Il Paese dove i rifiuti traboccano inondando interi paesi, ma dove nessuno vuole un inceneritore, un Paese dove l’energia costa il 35 per cento più che altrove, stroncando la competitività delle imprese, ma dove è impossibile fare un piano energetico di qualsiasi tipo. Un Paese iper-cementificato, ma dove gli avversari della cementificazione gridano inorriditi all’idea di un grattacielo che da solo potrebbe sostituire centinaia di bifamiliari con giardinetto, restituendo all’ambiente chilometri di terra libera.

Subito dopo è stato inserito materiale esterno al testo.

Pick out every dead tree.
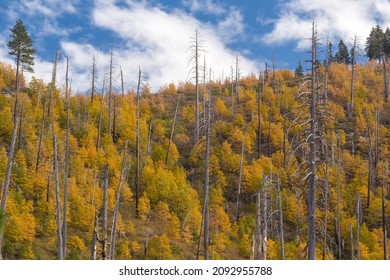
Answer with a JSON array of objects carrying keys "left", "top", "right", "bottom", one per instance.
[
  {"left": 307, "top": 23, "right": 318, "bottom": 260},
  {"left": 337, "top": 131, "right": 342, "bottom": 260},
  {"left": 96, "top": 80, "right": 105, "bottom": 151},
  {"left": 187, "top": 29, "right": 205, "bottom": 143},
  {"left": 135, "top": 68, "right": 141, "bottom": 217},
  {"left": 109, "top": 141, "right": 127, "bottom": 260},
  {"left": 165, "top": 91, "right": 181, "bottom": 166},
  {"left": 382, "top": 162, "right": 389, "bottom": 260},
  {"left": 348, "top": 35, "right": 357, "bottom": 118},
  {"left": 236, "top": 132, "right": 245, "bottom": 221},
  {"left": 90, "top": 211, "right": 99, "bottom": 260},
  {"left": 91, "top": 55, "right": 96, "bottom": 103},
  {"left": 0, "top": 117, "right": 19, "bottom": 260},
  {"left": 107, "top": 49, "right": 114, "bottom": 140},
  {"left": 203, "top": 97, "right": 211, "bottom": 260},
  {"left": 101, "top": 164, "right": 108, "bottom": 260},
  {"left": 53, "top": 136, "right": 64, "bottom": 260},
  {"left": 277, "top": 174, "right": 285, "bottom": 260},
  {"left": 356, "top": 194, "right": 363, "bottom": 260},
  {"left": 62, "top": 56, "right": 70, "bottom": 257},
  {"left": 257, "top": 74, "right": 264, "bottom": 159}
]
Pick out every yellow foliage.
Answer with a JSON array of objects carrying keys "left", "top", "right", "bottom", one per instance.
[{"left": 146, "top": 234, "right": 173, "bottom": 260}]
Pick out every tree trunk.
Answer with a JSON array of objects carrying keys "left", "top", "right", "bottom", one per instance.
[
  {"left": 382, "top": 163, "right": 389, "bottom": 260},
  {"left": 135, "top": 68, "right": 141, "bottom": 218},
  {"left": 348, "top": 35, "right": 357, "bottom": 118},
  {"left": 0, "top": 117, "right": 19, "bottom": 260},
  {"left": 53, "top": 135, "right": 64, "bottom": 260},
  {"left": 236, "top": 132, "right": 245, "bottom": 221},
  {"left": 91, "top": 211, "right": 99, "bottom": 260},
  {"left": 109, "top": 141, "right": 127, "bottom": 260},
  {"left": 255, "top": 190, "right": 264, "bottom": 260},
  {"left": 165, "top": 92, "right": 181, "bottom": 166},
  {"left": 308, "top": 23, "right": 317, "bottom": 260},
  {"left": 107, "top": 49, "right": 114, "bottom": 139},
  {"left": 91, "top": 55, "right": 96, "bottom": 103},
  {"left": 203, "top": 97, "right": 211, "bottom": 260},
  {"left": 277, "top": 174, "right": 285, "bottom": 260},
  {"left": 62, "top": 57, "right": 70, "bottom": 257},
  {"left": 96, "top": 80, "right": 105, "bottom": 151},
  {"left": 101, "top": 164, "right": 108, "bottom": 260},
  {"left": 257, "top": 74, "right": 264, "bottom": 159},
  {"left": 349, "top": 223, "right": 355, "bottom": 260},
  {"left": 337, "top": 131, "right": 341, "bottom": 260},
  {"left": 356, "top": 194, "right": 362, "bottom": 260}
]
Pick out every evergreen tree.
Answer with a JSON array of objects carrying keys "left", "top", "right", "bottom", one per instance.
[
  {"left": 365, "top": 25, "right": 390, "bottom": 60},
  {"left": 335, "top": 40, "right": 351, "bottom": 64},
  {"left": 7, "top": 19, "right": 36, "bottom": 90}
]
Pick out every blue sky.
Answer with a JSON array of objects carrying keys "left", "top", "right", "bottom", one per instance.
[{"left": 0, "top": 0, "right": 390, "bottom": 92}]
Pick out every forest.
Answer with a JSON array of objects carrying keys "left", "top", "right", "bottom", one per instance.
[{"left": 0, "top": 21, "right": 390, "bottom": 260}]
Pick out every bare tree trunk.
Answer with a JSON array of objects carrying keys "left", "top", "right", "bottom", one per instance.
[
  {"left": 348, "top": 35, "right": 357, "bottom": 118},
  {"left": 349, "top": 223, "right": 355, "bottom": 260},
  {"left": 91, "top": 55, "right": 96, "bottom": 103},
  {"left": 261, "top": 175, "right": 268, "bottom": 260},
  {"left": 62, "top": 56, "right": 70, "bottom": 257},
  {"left": 257, "top": 74, "right": 264, "bottom": 159},
  {"left": 308, "top": 23, "right": 317, "bottom": 260},
  {"left": 0, "top": 117, "right": 19, "bottom": 260},
  {"left": 101, "top": 164, "right": 108, "bottom": 260},
  {"left": 382, "top": 56, "right": 389, "bottom": 102},
  {"left": 236, "top": 132, "right": 245, "bottom": 221},
  {"left": 90, "top": 211, "right": 99, "bottom": 260},
  {"left": 382, "top": 163, "right": 389, "bottom": 260},
  {"left": 194, "top": 30, "right": 200, "bottom": 143},
  {"left": 109, "top": 141, "right": 127, "bottom": 260},
  {"left": 277, "top": 174, "right": 285, "bottom": 260},
  {"left": 337, "top": 131, "right": 341, "bottom": 260},
  {"left": 121, "top": 67, "right": 125, "bottom": 98},
  {"left": 236, "top": 54, "right": 240, "bottom": 104},
  {"left": 35, "top": 98, "right": 47, "bottom": 173},
  {"left": 255, "top": 189, "right": 264, "bottom": 260},
  {"left": 96, "top": 80, "right": 105, "bottom": 151},
  {"left": 135, "top": 68, "right": 141, "bottom": 218},
  {"left": 356, "top": 194, "right": 362, "bottom": 260},
  {"left": 112, "top": 94, "right": 117, "bottom": 144},
  {"left": 203, "top": 97, "right": 211, "bottom": 260},
  {"left": 53, "top": 135, "right": 64, "bottom": 260},
  {"left": 230, "top": 66, "right": 234, "bottom": 116},
  {"left": 107, "top": 49, "right": 114, "bottom": 139},
  {"left": 165, "top": 92, "right": 181, "bottom": 166}
]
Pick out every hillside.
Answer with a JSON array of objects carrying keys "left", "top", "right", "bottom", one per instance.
[{"left": 0, "top": 57, "right": 390, "bottom": 259}]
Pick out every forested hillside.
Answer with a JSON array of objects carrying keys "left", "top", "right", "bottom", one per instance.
[{"left": 0, "top": 23, "right": 390, "bottom": 259}]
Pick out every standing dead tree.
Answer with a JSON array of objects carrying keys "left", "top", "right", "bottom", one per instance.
[
  {"left": 165, "top": 92, "right": 181, "bottom": 166},
  {"left": 187, "top": 30, "right": 205, "bottom": 143},
  {"left": 109, "top": 141, "right": 127, "bottom": 260}
]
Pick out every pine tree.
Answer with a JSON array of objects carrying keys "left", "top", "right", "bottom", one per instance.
[
  {"left": 365, "top": 25, "right": 389, "bottom": 60},
  {"left": 294, "top": 61, "right": 304, "bottom": 78},
  {"left": 335, "top": 40, "right": 351, "bottom": 64},
  {"left": 7, "top": 19, "right": 36, "bottom": 90}
]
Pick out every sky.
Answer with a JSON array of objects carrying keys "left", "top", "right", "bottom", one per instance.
[{"left": 0, "top": 0, "right": 390, "bottom": 93}]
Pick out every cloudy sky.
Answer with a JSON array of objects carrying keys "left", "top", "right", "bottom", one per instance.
[{"left": 0, "top": 0, "right": 390, "bottom": 92}]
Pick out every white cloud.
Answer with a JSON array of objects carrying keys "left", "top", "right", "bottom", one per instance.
[
  {"left": 80, "top": 1, "right": 257, "bottom": 89},
  {"left": 263, "top": 0, "right": 390, "bottom": 49},
  {"left": 181, "top": 0, "right": 226, "bottom": 15}
]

E tutti, tutti hanno un unico argomento: «ma in fondo c’è proprio bisogno di questa opera?». No, certo che non ce n’è bisogno. Non c’è mai un bisogno schiacciante di una cosa nuova che prima non c’era. L’Italia in fondo esisteva anche quando non c’erano autostrade, fogne, ferrovie ed elettricità. Ma è proprio questo il senso degli investimenti, il senso di una programmazione che guarda in avanti. E’ lì che sta la vera anima rivoluzionaria di un Paese e di un popolo. Non tanto nel saper affossare i governi o ghigliottinare i potenti, ma nel saper guardare al di sopra delle proprie spalle, saper intuire quello che ci può essere e contribuire tutti insieme a costruirlo, assumendosene anche i rischi. Sapersi chiedere cosa può succedere «se».

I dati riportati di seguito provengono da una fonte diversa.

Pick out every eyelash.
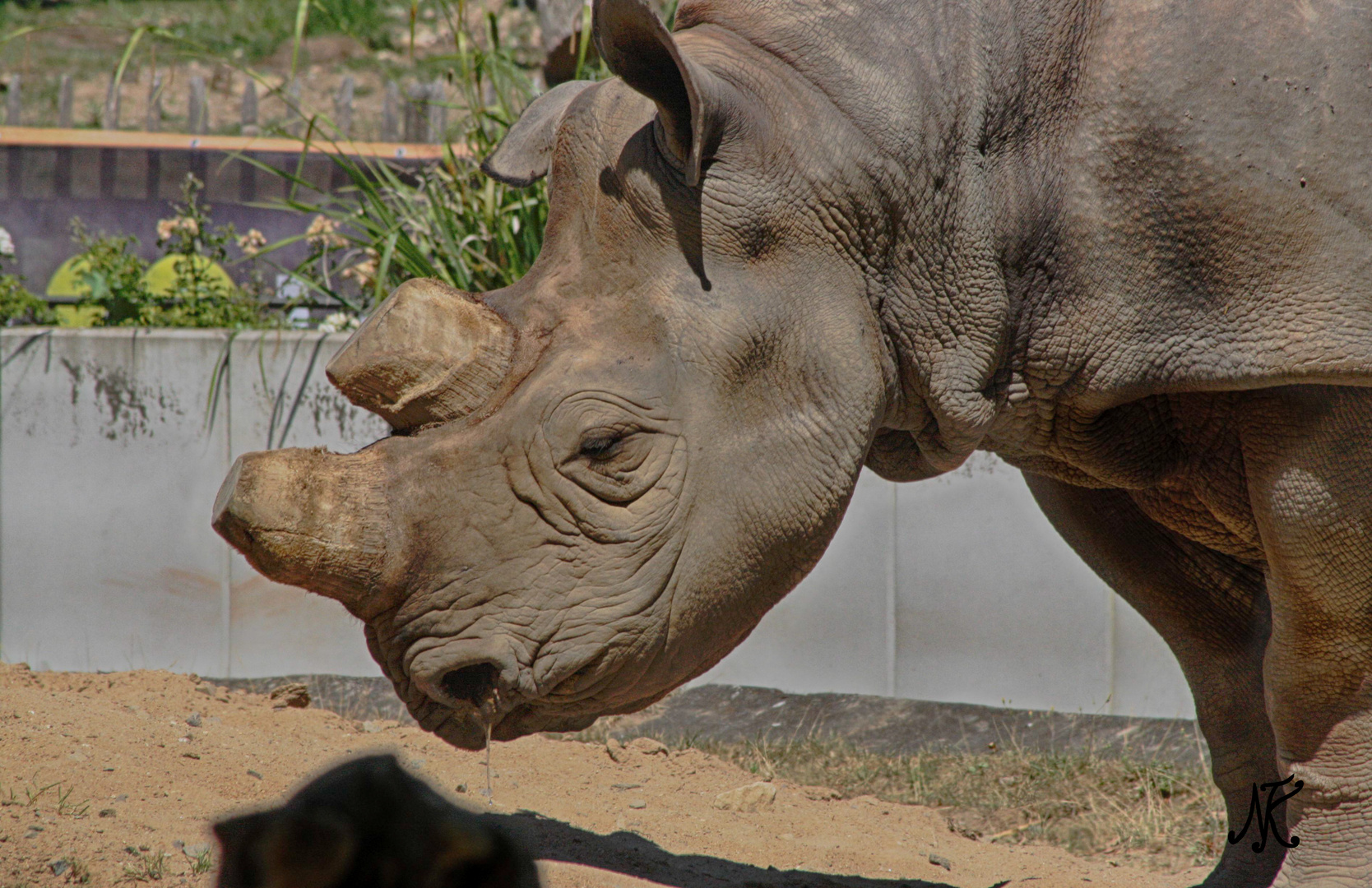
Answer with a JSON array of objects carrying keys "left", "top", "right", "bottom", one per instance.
[{"left": 581, "top": 435, "right": 624, "bottom": 460}]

«Cosa succederebbe se ci fosse un ponte che collega la Svezia alla Danimarca?», si devono esser chiesti un giorno i governanti dei due Paesi. Lo hanno scoperto nel giro di pochi anni. Il ponte di Öresund che collega la città svedese di Malmö alla capitale danese Copenhagen fu completato in meno di 4 anni, dal 1995 al 1999, e aperto al pubblico nel 2000. Inizialmente il traffico era inferiore alle aspettative, d’altronde le abitudini di vita e di lavoro delle persone, le attività economiche, non cambiano dalla sera alla mattina. Ma, alla fine, nemmeno tanto lentamente: già nel 2007 non solo era aumentato molto l’utilizzo del ponte, ma anche la crescita delle aree interessate dall’infrastruttura. In quegli anni Malmö ha registrato un tasso di crescita della popolazione due volte superiore alla media nazionale e un raddoppio del proprio capitale umano.

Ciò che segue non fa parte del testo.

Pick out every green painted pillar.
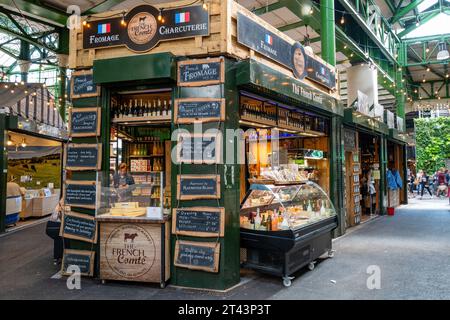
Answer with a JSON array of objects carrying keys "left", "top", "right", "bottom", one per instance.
[
  {"left": 0, "top": 114, "right": 8, "bottom": 233},
  {"left": 320, "top": 0, "right": 336, "bottom": 66}
]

Il fatto è che il rapporto tra infrastrutture e crescita è complesso: spesso le infrastrutture anticipano e guidano certi percorsi di sviluppo, e il loro effetto futuro non si può prevedere sulla base dell’utilizzo delle vecchie strutture e tecnologie. Sarebbe stato come se negli Anni Novanta l’Italia avesse deciso che era inutile portare qua Internet e l’e-mail perché il flusso di missive delle Poste italiane era un po’ in calo. Certamente l’Italia sarebbe sopravvissuta. Ma a quale prezzo? Anche se forse nel caso della Tav è una forzatura dire che senza quella tratta Torino e l’Italia saranno escluse dall’Europa: lo sono già. L’Italia non solo è fanalino di coda tra i Paesi europei per chilometri di alta velocità, ma è quella che ne ha meno in cantiere, quella che ne costruirà meno in futuro.

La Spagna ha inaugurato la prima linea veloce nel 1992 e in meno di dieci anni ha costruito circa 2700 chilometri di alta velocità, il triplo dei nostri, e ne ha in cantiere altri 1800 (contro i nostri 92). La Cina ne ha operativi più di seimila e ne sta costruendo oltre quattordicimila, investendo 309 miliardi di dollari. Per non restare troppo indietro Obama sta spingendo per massicci investimenti nell’alta velocità anche negli Stati Uniti (e proprio in questi giorni il dibattito sull’alta velocità è caldissimo anche lì). E sappiamo che la strategia complessiva dell’Unione Europea sull’alta velocità andrà comunque avanti, con o senza il passaggio dall’Italia. No, quel pezzo di alta velocità, di per sé, non cambierà probabilmente le sorti italiane, sarà uno dei tanti anelli mancanti del nostro Paese, uno dei tanti ospedali incompiuti, dei capannoni abbandonati, o una delle migliaia di piste ciclabili ammezzate che terminano nel nulla, simbolo perfetto di un Paese eternamente in partenza ma incapace di capire dove vuole arrivare.